Simulation step size, step height, and the rate limits are known before the simulation starts. (But I have a lot of these triggered smooth ramps in a row, it should feed a event-discrete control). So I could imagine to create the whole smooth ramp outside simulink and save it as a timeseries object and append it on the current signal when the trigger is activated.
The problems you see are because the difference is not conditioned very well.
Taking the difference amplifies the numerical that exists in your simulation.
Also the jerk will always be large if you try to apply an actual step.
I guess for your approach it would be better to work the other way around:
i.e. make a jerk, acceleration and velocity with which your step is achieved.
I think your looking for something like the ref3 block:
http://www.dct.tue.nl/home_of_ref3.htm
Note the disclaimer on the site and that it is a little cumbersome to use.
An easy (yet to be improved) way is to use a rate limiter and then a state space model with a filter. From the filter you get the velocity, which in turn you can apply a rate limiter to. You continue with rate-limiter and filters until you have the desired curve.

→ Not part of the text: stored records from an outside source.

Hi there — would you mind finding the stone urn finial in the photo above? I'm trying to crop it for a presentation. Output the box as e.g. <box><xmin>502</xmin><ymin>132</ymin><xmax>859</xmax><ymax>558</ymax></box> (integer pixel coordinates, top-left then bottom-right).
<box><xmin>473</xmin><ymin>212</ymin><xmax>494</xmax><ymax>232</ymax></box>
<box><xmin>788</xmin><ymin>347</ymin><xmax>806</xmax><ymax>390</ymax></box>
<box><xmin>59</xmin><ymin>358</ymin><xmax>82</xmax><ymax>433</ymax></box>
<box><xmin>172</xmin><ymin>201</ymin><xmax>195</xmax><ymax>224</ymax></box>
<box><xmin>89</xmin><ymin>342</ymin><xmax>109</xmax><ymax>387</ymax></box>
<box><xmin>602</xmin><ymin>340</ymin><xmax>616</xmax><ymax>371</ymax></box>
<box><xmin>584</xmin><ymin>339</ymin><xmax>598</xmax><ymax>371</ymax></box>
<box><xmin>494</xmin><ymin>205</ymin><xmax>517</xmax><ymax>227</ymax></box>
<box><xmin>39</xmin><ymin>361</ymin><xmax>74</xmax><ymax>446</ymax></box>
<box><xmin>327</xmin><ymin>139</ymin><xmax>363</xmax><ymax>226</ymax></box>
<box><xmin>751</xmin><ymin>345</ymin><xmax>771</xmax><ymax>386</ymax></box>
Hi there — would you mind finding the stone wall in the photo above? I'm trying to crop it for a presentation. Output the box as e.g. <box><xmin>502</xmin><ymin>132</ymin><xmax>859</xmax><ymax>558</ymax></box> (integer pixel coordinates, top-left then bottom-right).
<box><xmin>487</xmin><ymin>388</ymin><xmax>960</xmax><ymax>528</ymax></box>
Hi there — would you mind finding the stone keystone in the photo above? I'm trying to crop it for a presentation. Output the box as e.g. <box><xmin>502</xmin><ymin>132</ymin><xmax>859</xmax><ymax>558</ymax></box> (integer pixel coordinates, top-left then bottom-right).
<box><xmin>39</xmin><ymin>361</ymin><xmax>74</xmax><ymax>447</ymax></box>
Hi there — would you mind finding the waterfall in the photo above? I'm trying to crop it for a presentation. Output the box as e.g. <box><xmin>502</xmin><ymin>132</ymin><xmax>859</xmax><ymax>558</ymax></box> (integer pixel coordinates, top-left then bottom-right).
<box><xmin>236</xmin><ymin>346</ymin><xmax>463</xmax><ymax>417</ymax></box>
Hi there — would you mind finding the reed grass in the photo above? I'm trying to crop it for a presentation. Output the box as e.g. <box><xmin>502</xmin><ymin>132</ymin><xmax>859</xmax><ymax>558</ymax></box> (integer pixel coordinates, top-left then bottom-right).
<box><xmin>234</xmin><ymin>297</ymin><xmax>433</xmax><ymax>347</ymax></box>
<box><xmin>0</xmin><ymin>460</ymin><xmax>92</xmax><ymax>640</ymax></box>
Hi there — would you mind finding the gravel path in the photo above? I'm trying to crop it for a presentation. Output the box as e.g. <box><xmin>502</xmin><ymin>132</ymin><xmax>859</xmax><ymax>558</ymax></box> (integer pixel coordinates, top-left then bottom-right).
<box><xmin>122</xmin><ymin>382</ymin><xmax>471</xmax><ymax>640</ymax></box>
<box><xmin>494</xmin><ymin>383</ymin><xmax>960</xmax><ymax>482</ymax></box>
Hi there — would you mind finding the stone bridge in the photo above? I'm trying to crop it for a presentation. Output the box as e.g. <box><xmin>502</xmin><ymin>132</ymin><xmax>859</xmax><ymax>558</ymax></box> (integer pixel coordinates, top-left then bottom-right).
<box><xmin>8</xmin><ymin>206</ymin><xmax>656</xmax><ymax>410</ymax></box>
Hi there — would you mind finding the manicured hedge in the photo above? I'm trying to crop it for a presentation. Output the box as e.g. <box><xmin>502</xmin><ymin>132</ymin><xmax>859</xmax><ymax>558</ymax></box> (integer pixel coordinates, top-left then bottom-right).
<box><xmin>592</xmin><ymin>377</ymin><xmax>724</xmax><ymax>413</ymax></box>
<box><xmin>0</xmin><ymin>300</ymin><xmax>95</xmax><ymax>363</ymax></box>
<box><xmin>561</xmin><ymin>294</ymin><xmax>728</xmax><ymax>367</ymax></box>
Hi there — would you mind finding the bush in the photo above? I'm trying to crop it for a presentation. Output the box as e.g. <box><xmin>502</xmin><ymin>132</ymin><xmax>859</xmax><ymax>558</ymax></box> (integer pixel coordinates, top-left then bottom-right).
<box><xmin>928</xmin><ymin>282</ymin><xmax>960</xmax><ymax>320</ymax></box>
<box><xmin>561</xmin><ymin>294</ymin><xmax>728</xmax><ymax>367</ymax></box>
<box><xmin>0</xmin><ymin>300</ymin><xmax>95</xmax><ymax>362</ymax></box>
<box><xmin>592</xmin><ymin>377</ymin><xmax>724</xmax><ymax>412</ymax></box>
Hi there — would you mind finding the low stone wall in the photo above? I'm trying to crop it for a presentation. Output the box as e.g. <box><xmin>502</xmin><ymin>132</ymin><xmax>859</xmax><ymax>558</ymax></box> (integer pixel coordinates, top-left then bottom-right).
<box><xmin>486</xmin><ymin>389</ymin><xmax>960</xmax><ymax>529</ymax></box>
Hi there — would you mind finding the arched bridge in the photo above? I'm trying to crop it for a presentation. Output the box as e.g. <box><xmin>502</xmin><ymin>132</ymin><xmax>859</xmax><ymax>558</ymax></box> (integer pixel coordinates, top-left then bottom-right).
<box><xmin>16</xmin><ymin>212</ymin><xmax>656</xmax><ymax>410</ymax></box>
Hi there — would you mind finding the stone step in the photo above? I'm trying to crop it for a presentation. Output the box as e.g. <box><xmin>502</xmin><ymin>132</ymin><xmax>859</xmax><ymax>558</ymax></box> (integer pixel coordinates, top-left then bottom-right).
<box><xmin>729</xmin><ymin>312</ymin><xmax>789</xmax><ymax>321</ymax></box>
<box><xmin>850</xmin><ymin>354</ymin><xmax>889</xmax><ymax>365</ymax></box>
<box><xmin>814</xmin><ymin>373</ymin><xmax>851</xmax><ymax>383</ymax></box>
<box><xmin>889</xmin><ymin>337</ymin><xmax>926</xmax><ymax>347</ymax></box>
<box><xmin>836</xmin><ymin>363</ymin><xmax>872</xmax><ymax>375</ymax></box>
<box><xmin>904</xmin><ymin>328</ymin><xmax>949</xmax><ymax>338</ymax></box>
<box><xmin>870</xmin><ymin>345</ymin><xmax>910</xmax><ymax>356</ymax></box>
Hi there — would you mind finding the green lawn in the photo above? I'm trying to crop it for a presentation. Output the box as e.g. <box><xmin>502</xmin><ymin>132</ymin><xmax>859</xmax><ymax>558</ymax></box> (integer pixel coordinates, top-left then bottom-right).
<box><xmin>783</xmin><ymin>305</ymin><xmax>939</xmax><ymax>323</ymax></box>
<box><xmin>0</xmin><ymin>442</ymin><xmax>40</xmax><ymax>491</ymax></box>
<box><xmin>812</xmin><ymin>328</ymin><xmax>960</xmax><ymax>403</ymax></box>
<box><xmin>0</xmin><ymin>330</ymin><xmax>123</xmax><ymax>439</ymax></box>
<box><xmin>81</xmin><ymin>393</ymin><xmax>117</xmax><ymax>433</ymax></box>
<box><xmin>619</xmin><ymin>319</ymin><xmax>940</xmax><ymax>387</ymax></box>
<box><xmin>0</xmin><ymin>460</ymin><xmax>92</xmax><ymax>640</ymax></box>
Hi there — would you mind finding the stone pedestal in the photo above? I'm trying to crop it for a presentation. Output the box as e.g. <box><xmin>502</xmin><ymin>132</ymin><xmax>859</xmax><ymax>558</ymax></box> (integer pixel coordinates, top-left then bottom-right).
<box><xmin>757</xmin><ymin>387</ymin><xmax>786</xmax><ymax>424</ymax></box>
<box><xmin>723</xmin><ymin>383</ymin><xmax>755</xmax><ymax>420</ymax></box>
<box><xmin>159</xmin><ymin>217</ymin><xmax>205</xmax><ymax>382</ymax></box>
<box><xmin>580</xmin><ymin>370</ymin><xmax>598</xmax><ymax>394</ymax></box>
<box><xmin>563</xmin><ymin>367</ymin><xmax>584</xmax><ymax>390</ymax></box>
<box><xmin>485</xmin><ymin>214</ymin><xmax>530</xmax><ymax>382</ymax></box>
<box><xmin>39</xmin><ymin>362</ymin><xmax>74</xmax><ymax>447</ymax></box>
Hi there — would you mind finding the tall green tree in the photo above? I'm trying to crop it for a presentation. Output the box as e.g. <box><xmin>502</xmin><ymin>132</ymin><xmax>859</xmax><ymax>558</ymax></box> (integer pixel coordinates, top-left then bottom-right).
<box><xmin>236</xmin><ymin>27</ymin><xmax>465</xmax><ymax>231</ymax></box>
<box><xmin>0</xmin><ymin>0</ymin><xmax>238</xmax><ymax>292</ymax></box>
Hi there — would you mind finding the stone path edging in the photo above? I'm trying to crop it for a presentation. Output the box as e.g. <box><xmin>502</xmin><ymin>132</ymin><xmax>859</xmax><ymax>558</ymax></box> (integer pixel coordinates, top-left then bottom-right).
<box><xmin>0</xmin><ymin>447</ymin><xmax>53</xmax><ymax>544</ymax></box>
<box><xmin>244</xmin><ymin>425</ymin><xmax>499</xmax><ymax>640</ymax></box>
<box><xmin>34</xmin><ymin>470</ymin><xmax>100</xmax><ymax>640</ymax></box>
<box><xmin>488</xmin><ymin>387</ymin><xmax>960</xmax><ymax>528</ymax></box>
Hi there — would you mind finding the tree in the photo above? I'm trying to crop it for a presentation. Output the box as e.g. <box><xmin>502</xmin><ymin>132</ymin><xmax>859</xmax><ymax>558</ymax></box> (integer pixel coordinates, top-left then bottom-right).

Otherwise you can come up with numerical rate-limiters of higher order using ie runge kutta formulas or finite differences. However it was pointed out, that they may suffer from bad conditioning.
What I usually do is to use one rate limiter and a filter of 3rd Order and just tune the time constant (1 tripple pole), such that my needs are met. This works well, esp
Integrator chains of length > 1 are unstable!
There is a huge field of research dealing with trajectory planning. The easiest way might be to use FIR filters (Biagotti et al) or to implement an online trajectory planner (Ezair et al 2014 / Knierim et al 2012).